To translate VO2A findings into higher revenue growth and retention, media companies need to do four things:
Build a cadence. Follow a formal, repeatable process on a standard schedule.
Include cross-functional stakeholders. Sales must collaborate with marketing in the process.
Choose the right format. Whether that is interviews, a panel, survey, etc., the right format must be used to capture feedback and insights.
Translate into action. Share findings on an ongoing basis and translate insights into action by establishing timelines and providing a feedback loop for clients.
“Information that is not used is useless,” Do said. “Make sure the folks that are on the ground working with advertisers know what to do with that information.”

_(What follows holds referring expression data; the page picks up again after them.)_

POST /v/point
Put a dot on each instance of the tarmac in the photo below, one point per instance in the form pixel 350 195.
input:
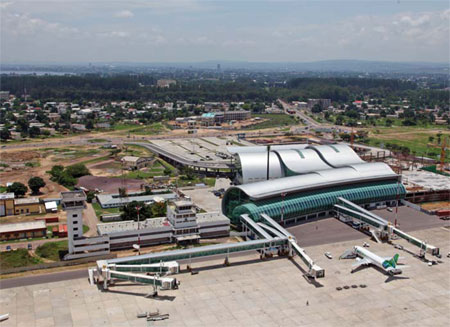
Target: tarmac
pixel 251 292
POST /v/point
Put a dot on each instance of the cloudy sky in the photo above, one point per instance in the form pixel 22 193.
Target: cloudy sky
pixel 64 31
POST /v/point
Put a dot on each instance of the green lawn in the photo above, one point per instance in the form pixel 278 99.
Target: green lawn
pixel 274 120
pixel 97 141
pixel 412 137
pixel 51 250
pixel 17 258
pixel 209 181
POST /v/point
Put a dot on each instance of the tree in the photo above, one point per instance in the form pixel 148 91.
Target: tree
pixel 23 125
pixel 90 124
pixel 316 108
pixel 56 172
pixel 77 170
pixel 34 131
pixel 5 134
pixel 123 192
pixel 35 183
pixel 18 189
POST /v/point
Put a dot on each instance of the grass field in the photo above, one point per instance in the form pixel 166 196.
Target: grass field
pixel 274 120
pixel 97 141
pixel 51 250
pixel 209 181
pixel 17 258
pixel 416 139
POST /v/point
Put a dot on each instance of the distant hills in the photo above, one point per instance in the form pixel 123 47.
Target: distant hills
pixel 353 66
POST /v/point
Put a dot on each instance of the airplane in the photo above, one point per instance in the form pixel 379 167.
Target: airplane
pixel 364 258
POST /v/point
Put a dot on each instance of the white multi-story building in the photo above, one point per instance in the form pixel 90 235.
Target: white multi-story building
pixel 182 224
pixel 79 246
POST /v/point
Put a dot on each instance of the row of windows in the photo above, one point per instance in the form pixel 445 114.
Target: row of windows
pixel 304 204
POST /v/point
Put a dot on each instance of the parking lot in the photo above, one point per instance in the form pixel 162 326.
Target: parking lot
pixel 200 149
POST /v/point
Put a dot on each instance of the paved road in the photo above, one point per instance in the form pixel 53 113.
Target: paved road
pixel 318 232
pixel 41 279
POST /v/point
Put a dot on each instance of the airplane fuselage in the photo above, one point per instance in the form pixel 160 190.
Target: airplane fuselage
pixel 376 260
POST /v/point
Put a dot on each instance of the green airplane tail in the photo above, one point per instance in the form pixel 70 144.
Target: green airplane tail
pixel 393 261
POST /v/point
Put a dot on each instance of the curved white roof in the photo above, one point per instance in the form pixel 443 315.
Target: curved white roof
pixel 302 161
pixel 263 148
pixel 254 166
pixel 324 178
pixel 337 155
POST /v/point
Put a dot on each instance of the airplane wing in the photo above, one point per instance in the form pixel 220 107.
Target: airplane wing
pixel 360 262
pixel 349 254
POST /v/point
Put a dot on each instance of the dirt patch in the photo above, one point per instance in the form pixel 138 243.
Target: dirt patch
pixel 109 184
pixel 19 156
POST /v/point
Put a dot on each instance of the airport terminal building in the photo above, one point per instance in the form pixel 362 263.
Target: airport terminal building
pixel 305 181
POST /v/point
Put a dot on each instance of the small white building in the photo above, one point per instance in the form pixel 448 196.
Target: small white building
pixel 181 225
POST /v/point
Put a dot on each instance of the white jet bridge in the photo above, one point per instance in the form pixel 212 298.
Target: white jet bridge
pixel 314 270
pixel 155 268
pixel 378 227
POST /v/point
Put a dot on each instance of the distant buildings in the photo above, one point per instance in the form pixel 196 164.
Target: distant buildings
pixel 165 82
pixel 10 206
pixel 22 230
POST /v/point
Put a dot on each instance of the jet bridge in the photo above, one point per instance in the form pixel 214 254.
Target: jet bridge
pixel 165 263
pixel 313 269
pixel 253 229
pixel 378 226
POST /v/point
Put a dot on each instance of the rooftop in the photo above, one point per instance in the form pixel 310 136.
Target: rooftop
pixel 130 159
pixel 73 196
pixel 211 217
pixel 130 225
pixel 108 199
pixel 5 196
pixel 32 200
pixel 10 228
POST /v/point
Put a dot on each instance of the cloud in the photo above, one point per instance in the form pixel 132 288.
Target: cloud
pixel 24 25
pixel 124 14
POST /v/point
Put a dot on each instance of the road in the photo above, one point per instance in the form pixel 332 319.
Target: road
pixel 318 232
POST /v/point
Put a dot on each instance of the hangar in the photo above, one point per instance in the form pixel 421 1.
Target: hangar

There’s no single correct cadence to leverage formal engagement options for richer feedback, he added, but a quarterly or bi-annual basis seems to work best.
Deploying revenue-accretive account management and overlay roles
Tim Meuschke, director of Alexander Group, discussed account management roles. As they conducted their research, he said that most of their clients were asking them how to deploy account management roles that would drive revenue.
Leaders select the best types of account manager (AM) roles to fit their strategy, Meuschke said. Change drivers are AMs struggling to build expertise across an ever-growing product and solution portfolio, advertisers demanding dedicated roles to manage and optimise the ROI of their campaigns, and publishers placing increased emphasis on retention and expansion in growth planning.
“There are two things that are happening as to why this role is so important. First, advertisers are demanding it, and publishers are realising that this role is important to retain advertisers and grow.”
There are a few leading practises that media companies can implement:
Understand account manager role options, benefits and drawbacks, and sales process involvement.
Select the right roles from the four AM archetypes based on account potential, sales motion, channel, and product complexity.
Determine correct headcount levels and pay to achieve ROI.
Leaders pay their AMs 20% more compared to their peers, and they deploy 50% more AMs per account executive, Meuschke said: “They’re doing this because they believe they’ll get more ROI from it in the long run.”
The four AM archetypes are:
Post-sale admin support, who are there to provide support and monitor campaigns.
Full sales cycle admin support, who also provide pre-sales support.
Post-sale client management, who manage the client relationship, assist with optimisation, and identify opportunities.
Pure account management, a role that identifies and closes opportunities and owns the re-sell.
Meuschke said they are seeing these AM roles starting to move more to pure account managers. The people in these roles cultivate the client and make sure they’re happy, while the sales/AE people hunt for new clients.
“You own the client post-sale. You own the re-sell. We see about 20% of our clients either deploying this role, or looking to in the next year,” he said.
Most companies today are only deploying one time of AM, but Alexander Group is seeing that leading companies are creating two, or even three, different types of AM roles. This is done successfully by designing clear roles, highlighting key success criteria and common pitfalls of AM role deployment.
Success criteria include:
Clear roles and responsibilities.
Defined competencies that match role profiles.
Activities clearly split between account manager and account executive.
Variable incentive and pay levels to match each role type.
Common pitfalls include:
Blended roles, for example, blended pre-sales and post-sales admin support.
Mismatch of incumbent skills and job requirements.
Unclear rules of engagement leading to inefficiency.
Incorrect account assignments.
Responsibilities that exceed the job bandwidth.
Splitting the role into two different roles, for example post-sale admin support and post-sale client management role, takes the administrative responsibility away from the client management role so they can focus more on cultivating and upselling the client. Companies who are doing this expect an ROI of 20-30% more revenue, Meuschke said.